# Generating Uniform Random Numbers on [0,1]

Chris Lomont, March 2017

Common advice for generating uniform random numbers in [0,1] in many languages looks like this [1,2,3]:

1 |
double value = ((double)rand())/(RAND_MAX); |

This however does not generate many possible floating-point numbers in $[0,1]$, leaving gaps – there are many floating-point numbers that should occur but cannot due to this method. To understand why, you need to understand how floating-point numbers are (usually) stored on computers.

Throughout we’ll assume the random number generators produce uniformly random integers in a known range.
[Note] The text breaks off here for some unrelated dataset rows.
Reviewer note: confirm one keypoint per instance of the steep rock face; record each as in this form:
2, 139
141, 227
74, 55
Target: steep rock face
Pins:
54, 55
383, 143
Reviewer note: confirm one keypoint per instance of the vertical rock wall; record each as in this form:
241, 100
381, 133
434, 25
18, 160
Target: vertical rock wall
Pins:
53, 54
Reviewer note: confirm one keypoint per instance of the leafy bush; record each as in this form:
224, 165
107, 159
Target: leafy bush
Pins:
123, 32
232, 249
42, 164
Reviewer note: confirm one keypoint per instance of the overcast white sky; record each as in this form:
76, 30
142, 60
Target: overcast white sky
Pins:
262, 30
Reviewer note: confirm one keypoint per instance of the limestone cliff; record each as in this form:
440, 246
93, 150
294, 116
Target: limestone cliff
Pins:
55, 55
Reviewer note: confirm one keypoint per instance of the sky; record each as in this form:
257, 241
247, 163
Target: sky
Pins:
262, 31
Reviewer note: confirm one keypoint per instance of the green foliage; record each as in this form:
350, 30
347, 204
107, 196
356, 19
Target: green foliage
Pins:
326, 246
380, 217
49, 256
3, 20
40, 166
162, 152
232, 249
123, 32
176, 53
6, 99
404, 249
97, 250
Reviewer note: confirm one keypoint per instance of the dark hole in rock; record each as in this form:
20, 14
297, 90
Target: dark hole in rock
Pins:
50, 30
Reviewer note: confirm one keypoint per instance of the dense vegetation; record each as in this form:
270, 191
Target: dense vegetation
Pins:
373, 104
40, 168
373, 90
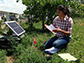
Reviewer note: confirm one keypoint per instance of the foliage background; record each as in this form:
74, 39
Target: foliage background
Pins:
27, 52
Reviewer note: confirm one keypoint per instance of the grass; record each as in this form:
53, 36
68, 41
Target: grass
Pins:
27, 52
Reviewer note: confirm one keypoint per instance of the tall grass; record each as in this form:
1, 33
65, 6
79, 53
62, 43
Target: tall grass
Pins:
28, 52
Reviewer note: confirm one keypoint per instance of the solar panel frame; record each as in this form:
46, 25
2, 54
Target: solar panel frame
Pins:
18, 34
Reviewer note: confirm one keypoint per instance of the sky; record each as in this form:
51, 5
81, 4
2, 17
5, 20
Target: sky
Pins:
12, 6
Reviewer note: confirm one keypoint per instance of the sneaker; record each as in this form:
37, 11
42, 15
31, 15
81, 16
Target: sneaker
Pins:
52, 50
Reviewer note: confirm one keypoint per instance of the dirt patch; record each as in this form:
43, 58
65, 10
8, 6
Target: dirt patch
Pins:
10, 59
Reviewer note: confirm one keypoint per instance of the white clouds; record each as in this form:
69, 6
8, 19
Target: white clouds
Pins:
12, 6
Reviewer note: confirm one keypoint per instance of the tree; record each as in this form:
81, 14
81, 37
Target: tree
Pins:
40, 9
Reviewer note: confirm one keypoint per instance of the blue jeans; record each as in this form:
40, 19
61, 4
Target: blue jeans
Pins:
56, 42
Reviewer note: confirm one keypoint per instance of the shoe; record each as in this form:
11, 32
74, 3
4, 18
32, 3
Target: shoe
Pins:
42, 47
52, 50
48, 57
48, 52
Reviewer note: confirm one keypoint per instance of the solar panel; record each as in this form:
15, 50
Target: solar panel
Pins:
15, 27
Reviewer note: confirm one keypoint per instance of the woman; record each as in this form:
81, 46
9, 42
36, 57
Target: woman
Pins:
63, 23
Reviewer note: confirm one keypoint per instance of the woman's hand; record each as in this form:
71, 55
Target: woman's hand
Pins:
45, 25
57, 29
## IEEE 754 floating-point format

The most common way to store floating-point numbers is the IEEE 754 format, which has 1 sign bit, $e$ exponent bits, and $m$ mantissa bits. I’ll write $S$ for the sign bit, $E$ for the exponent bit pattern and $M$ for the mantissa bit pattern. For a 64 bit `double`

used in C, C#, JavaScript, and many similar languages, it has this layout:

sign | exponent | mantissa |
---|---|---|

1 bit | 11 bits | 52 bits |

When $E\neq 0$ and $E\neq 2047$, this represents the floating point value $f=(-1)^S \times 2^{E-bias}\times 1.M$.

When $E=0$ and $M=0$, then $f=0$.

These two cases are called *normal* numbers, and most numbers you’ll use fall in this category.

When $E=0$ and $M\neq 0$, then the value $f$ is $f=(-1)^S \times 2^{1-bias}\times 0.M$.

This case is called a *subnormal* number. It lets you use smaller numbers than naively using the above format for all bit patterns. Note the implicit 0 in the mantissa and the 1 in the exponent, instead of 0. These ensure that all values behave nicely.

When $E=2047$ and $M=0$, the bit patterns represents signed $\infty$.

When $E=2047$ and $M\neq0$, the bit pattern represents **NaNs** (Not a Number), used for error conditions.

The *bias* for a 64-bit IEEE 754 floating-point number is 1023, allowing positive and negative exponents. The $1.M$ symbols mean there is an implied 1 bit, then a decimal point, then $M$ is the 52 bits following the decimal. Thus if $M=1010…000_2$, $1.M$ is $1+1\times\frac{1}{2}+0\times\frac{1}{4}+1\times\frac{1}{8}+0…0=1.625$. When a number is stored in this format the hardware determines position of the leading 1 bit, from that computes the exponent bits $E$, and if $E>0$, removes the implicit leading bit, and stores the next 52 bits for $M$. If $E>2046$, then one of the infinities is stored. If $E=0$, then subnormal numbers are stored.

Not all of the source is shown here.